- Born: May 13, 1993 (age 33) Grozny, Chechen Republic
- Education: Moscow State Road & Automobile University; Harbin Institute of Technology
- Occupations: scientist, IT engineer, entrepreneur
- Known for: Founder and CEO of Dizzaract

= Ilman Shazhaev =

Ilman Shazhaev (born 13 May 1993) is a scientist, IT engineer, and AI/tech entrepreneur who has published over 40 peer-reviewed research papers and holds registered patents in AI, deeptech, and gaming. He is the founder and CEO of Dizzaract, a technology group building AI and gaming digital intelligence infrastructure based in Abu Dhabi.

== Early life and education ==
Ilman Shazhaev was born on the 13 May 1993 in Grozny, Chechen Republic. He grew up in Grozny and later relocated to the Republic of North Ossetia. From 2011 to 2013, Shazhaev studied at Grozny State Oil Technical University, where he also worked as a research engineer in the Department of Automation and Control and as an assistant to the to the Head of Grozny State Oil Technological University. During this period he competed in several national programmes for young scientists and entrepreneurs. In 2012, he received a gold medal at the Russian Federal Young Scientists Contest for his innovative project of a new-generation electricity counter.

He transferred to Moscow to complete his degree at Moscow State Road & Automobile University with a BS degree in Informatics and Computing, graduating in 2015. During this period he received two Presidential Scholarships of the Russian Federation, two government scholarships for academic achievement in science.

In 2014, Shazhaev won a grant from the Chinese government and relocated to China.

From 2015 to 2017, he studied Mechanical Engineering in Harbin Institute of Technology (HIT), a member of the C9 League , focusing on research and implementation of Swarm Intelligence on humanoid robots.

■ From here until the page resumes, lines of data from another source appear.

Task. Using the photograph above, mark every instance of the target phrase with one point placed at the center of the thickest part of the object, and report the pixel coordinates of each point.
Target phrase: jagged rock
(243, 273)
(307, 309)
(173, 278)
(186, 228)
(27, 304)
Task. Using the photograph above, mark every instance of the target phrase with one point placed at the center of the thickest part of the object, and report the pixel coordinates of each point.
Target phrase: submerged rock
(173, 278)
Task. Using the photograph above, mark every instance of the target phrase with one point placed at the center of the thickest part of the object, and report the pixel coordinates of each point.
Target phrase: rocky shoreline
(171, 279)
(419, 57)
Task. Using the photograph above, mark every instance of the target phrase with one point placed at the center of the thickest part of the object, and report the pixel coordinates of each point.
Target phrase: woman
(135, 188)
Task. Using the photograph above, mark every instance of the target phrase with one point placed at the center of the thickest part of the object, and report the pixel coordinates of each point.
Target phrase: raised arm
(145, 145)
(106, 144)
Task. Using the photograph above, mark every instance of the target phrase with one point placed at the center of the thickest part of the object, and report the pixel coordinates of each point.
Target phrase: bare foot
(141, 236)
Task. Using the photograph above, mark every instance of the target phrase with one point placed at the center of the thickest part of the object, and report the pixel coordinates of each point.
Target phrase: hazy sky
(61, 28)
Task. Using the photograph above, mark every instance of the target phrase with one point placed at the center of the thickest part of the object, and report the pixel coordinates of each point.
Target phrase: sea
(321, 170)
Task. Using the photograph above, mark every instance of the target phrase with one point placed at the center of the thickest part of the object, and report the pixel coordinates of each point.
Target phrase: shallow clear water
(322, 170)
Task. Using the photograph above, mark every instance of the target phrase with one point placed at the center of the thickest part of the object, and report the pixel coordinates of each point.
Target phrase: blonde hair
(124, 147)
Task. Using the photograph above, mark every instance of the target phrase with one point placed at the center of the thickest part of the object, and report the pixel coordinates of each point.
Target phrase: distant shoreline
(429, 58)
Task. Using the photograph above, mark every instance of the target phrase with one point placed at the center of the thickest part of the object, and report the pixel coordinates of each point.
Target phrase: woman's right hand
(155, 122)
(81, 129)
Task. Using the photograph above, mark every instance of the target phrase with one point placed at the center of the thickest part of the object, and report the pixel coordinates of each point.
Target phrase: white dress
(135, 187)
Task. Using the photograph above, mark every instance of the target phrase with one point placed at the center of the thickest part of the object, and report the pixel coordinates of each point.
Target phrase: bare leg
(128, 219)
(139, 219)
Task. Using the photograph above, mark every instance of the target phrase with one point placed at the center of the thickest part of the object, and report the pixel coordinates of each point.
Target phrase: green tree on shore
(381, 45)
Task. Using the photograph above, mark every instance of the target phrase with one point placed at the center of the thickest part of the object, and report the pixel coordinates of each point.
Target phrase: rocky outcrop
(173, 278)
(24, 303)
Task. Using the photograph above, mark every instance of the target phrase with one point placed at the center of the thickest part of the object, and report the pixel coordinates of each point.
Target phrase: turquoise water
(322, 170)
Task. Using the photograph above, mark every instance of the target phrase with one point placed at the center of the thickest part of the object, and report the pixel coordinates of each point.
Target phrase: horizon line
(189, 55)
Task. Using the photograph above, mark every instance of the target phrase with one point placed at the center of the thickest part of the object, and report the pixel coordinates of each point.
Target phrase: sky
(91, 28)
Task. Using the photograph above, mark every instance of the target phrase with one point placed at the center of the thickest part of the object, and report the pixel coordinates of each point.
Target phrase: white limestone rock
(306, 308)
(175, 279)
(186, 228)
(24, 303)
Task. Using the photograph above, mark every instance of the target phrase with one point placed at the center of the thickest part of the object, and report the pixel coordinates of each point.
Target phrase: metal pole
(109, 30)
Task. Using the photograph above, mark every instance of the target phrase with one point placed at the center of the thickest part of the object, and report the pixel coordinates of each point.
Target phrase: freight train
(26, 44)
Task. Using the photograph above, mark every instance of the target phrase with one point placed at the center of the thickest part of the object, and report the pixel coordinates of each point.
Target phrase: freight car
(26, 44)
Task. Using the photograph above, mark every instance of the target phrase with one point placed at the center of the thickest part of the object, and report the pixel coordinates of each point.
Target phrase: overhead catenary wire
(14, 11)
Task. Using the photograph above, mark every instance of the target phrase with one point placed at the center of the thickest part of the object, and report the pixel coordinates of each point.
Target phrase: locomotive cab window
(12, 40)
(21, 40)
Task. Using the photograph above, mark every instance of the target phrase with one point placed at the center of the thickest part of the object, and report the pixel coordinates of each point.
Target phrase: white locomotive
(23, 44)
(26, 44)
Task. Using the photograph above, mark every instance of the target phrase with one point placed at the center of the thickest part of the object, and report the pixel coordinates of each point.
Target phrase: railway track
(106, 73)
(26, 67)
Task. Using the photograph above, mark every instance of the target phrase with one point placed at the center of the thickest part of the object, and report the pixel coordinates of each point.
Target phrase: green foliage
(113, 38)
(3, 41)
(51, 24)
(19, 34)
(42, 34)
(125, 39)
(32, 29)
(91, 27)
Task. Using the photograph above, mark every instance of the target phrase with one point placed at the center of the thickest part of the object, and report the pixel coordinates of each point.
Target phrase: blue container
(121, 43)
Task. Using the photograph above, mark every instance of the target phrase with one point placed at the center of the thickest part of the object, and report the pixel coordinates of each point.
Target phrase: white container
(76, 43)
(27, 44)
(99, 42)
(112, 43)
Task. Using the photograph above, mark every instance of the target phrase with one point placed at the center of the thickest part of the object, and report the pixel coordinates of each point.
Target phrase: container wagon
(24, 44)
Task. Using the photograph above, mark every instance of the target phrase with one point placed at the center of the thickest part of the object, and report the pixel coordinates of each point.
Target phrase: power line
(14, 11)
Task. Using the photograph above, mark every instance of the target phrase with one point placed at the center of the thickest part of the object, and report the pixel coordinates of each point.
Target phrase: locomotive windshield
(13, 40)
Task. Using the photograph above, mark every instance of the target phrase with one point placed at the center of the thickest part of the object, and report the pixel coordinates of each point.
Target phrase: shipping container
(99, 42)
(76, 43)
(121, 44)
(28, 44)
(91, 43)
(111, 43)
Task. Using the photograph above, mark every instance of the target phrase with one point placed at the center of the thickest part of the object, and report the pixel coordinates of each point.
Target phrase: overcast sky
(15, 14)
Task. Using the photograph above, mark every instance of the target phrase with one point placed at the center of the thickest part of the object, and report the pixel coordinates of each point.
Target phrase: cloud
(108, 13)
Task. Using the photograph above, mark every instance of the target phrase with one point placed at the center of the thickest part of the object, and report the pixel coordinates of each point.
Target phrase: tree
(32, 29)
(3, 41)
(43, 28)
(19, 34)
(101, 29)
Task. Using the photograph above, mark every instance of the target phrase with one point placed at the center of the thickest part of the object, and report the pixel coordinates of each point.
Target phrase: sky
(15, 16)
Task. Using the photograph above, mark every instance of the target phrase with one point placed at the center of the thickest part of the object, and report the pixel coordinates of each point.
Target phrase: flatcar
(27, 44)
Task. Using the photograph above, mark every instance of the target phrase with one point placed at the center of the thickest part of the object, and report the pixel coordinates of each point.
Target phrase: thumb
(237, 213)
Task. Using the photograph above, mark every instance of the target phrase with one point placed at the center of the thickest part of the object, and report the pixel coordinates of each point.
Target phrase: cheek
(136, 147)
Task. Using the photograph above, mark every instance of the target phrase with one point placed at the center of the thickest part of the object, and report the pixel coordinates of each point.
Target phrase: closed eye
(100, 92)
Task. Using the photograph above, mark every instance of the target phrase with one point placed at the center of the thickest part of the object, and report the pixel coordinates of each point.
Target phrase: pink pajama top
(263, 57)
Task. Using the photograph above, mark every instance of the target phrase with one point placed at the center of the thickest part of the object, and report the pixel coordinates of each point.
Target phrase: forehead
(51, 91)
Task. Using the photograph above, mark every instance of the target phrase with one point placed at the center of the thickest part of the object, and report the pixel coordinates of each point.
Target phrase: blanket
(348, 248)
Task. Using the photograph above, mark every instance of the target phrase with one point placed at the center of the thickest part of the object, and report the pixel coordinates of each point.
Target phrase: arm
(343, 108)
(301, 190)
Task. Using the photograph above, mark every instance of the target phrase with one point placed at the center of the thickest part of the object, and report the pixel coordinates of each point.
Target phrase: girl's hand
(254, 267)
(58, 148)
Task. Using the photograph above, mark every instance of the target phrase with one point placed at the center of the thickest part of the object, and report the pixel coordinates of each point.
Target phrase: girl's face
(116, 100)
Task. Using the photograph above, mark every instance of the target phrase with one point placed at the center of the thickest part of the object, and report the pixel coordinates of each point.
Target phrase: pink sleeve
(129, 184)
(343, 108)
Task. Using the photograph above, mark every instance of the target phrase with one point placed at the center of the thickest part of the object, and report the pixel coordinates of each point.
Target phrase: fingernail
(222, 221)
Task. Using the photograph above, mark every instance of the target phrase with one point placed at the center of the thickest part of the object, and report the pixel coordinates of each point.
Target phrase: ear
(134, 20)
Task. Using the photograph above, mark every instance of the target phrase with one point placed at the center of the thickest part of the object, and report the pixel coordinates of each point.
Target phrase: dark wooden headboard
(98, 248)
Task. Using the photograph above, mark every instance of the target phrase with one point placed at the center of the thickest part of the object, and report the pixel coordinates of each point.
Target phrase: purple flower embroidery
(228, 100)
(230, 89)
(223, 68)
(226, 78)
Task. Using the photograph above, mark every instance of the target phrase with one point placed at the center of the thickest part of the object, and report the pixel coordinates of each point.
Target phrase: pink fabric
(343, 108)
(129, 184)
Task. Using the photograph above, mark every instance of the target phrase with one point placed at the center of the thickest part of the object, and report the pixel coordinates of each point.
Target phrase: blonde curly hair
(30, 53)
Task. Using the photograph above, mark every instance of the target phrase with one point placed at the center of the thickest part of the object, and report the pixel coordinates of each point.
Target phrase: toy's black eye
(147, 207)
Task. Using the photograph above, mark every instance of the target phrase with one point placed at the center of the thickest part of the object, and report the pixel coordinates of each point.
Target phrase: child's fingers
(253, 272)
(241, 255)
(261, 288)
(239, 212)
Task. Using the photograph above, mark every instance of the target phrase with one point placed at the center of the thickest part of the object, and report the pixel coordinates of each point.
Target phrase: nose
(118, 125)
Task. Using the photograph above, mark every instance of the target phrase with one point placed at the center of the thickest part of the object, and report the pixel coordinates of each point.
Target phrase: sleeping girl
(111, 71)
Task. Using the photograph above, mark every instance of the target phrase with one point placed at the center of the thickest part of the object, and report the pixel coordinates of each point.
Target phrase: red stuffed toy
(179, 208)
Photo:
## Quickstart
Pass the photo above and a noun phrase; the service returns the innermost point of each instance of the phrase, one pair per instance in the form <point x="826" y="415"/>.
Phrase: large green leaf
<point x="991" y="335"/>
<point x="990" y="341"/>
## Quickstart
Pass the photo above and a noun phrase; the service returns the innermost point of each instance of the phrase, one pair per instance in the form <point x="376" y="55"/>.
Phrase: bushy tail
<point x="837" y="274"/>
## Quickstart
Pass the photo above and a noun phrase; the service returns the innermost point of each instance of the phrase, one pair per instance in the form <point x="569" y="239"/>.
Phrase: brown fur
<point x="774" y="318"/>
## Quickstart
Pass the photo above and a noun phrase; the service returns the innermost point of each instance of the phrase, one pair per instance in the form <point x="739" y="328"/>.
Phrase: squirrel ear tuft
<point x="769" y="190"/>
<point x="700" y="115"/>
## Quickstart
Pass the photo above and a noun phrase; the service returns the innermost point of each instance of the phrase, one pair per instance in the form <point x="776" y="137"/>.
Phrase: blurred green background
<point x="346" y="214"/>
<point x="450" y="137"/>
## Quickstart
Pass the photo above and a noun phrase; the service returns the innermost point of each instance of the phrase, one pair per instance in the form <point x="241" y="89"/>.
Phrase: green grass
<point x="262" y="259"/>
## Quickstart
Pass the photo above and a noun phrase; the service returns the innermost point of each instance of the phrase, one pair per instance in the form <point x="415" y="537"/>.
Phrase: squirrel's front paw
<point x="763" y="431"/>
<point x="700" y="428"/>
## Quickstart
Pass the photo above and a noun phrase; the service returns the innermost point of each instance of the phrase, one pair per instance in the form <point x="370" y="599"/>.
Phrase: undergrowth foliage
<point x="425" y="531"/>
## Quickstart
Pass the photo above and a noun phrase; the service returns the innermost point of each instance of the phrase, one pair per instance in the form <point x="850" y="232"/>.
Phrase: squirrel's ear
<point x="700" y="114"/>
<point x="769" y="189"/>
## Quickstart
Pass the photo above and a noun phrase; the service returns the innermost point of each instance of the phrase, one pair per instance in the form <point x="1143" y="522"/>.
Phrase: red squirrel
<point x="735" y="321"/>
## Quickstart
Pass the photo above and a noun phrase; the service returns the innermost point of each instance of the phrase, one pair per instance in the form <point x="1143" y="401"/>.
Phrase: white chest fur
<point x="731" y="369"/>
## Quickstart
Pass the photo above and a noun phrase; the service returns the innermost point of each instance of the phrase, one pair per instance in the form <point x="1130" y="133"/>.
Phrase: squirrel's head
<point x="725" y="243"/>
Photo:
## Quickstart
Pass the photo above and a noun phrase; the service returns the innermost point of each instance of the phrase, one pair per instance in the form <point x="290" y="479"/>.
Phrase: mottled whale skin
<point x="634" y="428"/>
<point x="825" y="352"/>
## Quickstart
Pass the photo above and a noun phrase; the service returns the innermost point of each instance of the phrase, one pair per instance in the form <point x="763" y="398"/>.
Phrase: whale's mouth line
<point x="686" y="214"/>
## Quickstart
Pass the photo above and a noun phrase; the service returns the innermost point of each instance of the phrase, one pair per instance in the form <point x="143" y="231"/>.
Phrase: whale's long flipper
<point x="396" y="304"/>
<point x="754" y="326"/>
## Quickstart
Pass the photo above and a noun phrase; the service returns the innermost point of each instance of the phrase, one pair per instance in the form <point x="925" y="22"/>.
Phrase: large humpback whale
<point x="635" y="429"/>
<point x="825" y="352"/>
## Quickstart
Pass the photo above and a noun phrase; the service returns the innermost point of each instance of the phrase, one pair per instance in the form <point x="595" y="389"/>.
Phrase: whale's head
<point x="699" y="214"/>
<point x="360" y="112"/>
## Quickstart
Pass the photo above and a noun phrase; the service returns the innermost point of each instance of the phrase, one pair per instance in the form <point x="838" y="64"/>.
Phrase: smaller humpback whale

His dissertation covered the development of an AI algorithm enabling a group of humanoid NAO robots to collaboratively solve a maze navigation task.

In 2015, he got the Chinese Government Scholarship, and in 2017 — Shanghai Government Scholarship.

While studying in Harbin, Shazhaev initiated a business startup program in partnership with the Heilongjiang province government of China and Wanda Group, supporting ten startups and businesses in entering the Chinese market.

In 2017, he was accepted into the doctoral programme at Shanghai Jiao Tong University, one of China's top three universities and a member of the Chinese Ivy League (C9 League). He studied at Antai College of Economics and Management, specialising in Management of Science and Engineering. The programme was funded by a Shanghai Government Scholarship.

From 2017 Ilman was a PHD candidate in Management of Science and Engineering, Shanghai Jiao Tong University, China.

== Career ==
During his doctoral studies, he founded OneBoost, a company focused on the construction, investment, and management of Bitcoin mining data centres, with operations in China, Malaysia, Hong Kong, and Russia. In 2020 he relocated to the UAE.

=== Acoustery ===
In 2019, he cofounded Acoustery, a health tech company that developed AI technology for the early detection of respiratory diseases through cough acoustics. Pilot projects and clinical tests were conducted in partnership with medical institutions including Dubai Health Authority, Abu Dhabi Health Authority, Rashid Hospital, Sheikh Zayed Military Hospital, and Sharjah Medical University. Results confirmed the technology's efficacy and the research was published in the IEEE Open Journal of Engineering in Medicine and Biology in 2021.

=== Gaming and AI ===
In 2022, Shazhaev co-founded FAR Labs, a research laboratory focused on AI-driven gaming data and infrastructure. The team developed hardware and software for reading, structuring, and monetising in-game data, including sensor-equipped headsets, mice and keyboards, and facial emotion recognition technology. FAR Labs later shifted its focus to AI infrastructure, developing technology that enables AI inference on idle consumer and enterprise GPUs, including hardware belonging to small data centres and individual users.

In 2022, Ilman Shazhaev founded Farcana, a game studio based in Dubai that became the largest game studio in the UAE. The studio's flagship title, also called Farcana, is a PvP hero shooter.

In 2025, he launched Dizzaract, an Abu Dhabi-based company building gaming and artificial-intelligence infrastructure.